The heart of our discussion focused on new encryption techniques to achieve this privacy-preserving goal. The CPPA could work with a company like Envail that builds technology to allow parties to search and compute data while never gaining “read access” to the actual data. Suppose the CPPA used this type of homomorphic encryption technology; they’d be able to encrypt their data, let a broker search it for anyone in their data sets, and then suppress those records. When it comes time for the CPPA to Audit, they could use a similar approach to scan the broker’s data for any leaked data that should have been suppressed. This type of implementation would be experimental and costly but would be critical in preventing data brokers from registering for this universal opt-out mechanism and having free rein to all registered Californian data.

Ashkan Soltani (pictured above), the CPPA’s executive director, faces the difficult task of protecting individuals’ data privacy while managing deletion requests. Image courtesy of Peretz Partensky.

The Best Intentions

According to the CPPA’s plans, Californian taxpayers are ready to finance a multi-million dollar technology platform to solve the trust problem between you and data brokers. And they want to do this for every data broker, requiring them to register by mail with the state and then integrate with an unspecified API. If that works, maybe they’ll extend this model to other websites or social networks.
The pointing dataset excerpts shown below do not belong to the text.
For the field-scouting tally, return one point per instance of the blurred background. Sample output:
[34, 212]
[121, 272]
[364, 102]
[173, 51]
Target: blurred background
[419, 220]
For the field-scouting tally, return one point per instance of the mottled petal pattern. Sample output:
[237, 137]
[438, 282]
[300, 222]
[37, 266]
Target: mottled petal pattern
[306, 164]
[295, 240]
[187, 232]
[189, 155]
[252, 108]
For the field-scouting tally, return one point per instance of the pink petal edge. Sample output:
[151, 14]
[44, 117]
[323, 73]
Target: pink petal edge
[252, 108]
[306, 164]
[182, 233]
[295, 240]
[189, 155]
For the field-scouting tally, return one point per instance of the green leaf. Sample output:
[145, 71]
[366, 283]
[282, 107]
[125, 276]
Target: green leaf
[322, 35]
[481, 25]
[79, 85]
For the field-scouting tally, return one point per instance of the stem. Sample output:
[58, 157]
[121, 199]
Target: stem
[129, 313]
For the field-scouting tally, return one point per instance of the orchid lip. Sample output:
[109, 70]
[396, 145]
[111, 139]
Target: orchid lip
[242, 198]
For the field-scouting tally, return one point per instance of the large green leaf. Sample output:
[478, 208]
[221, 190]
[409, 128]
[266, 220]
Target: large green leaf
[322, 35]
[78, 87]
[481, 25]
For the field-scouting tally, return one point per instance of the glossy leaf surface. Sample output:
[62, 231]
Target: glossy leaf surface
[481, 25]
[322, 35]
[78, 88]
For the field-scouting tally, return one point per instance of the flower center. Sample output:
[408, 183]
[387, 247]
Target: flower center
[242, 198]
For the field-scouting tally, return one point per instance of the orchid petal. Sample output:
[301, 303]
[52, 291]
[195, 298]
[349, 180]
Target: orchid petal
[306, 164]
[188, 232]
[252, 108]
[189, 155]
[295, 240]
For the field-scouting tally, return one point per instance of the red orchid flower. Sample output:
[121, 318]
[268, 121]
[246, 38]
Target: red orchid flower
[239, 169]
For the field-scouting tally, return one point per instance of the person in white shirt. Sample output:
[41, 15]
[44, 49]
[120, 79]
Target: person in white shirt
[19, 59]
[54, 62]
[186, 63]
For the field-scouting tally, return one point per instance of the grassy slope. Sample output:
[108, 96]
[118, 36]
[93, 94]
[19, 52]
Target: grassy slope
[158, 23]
It is in its early days, but this project is ambitious and poses challenging questions for businesses that manage customer data in California. It also raises questions about whether the government should focus on building compliance technology like this or enforcement frameworks like the right to private action. We believe there is a need for both, but they should first focus where only the government can: on legal systems that allow regular people to seek and attain justice against laws put in place.

Ultimately, even if the CPPA implements a system in a “privacy-preserving way,” your personal data will continue to flow through unregistered data broker systems, specifically through internationally owned and operated entities.

An Ounce of Prevention

At Kanary, we are realists about how far data removal can go. So much hinges on prevention and having a response ready in case you are attacked so that you and your loved ones can stay safe.

To see our full list of recommendations, read over the PDF of our response. We’re committed to helping the CPPA in their journey, but we hope they can prioritize the frameworks that make our legal system take digital losses seriously.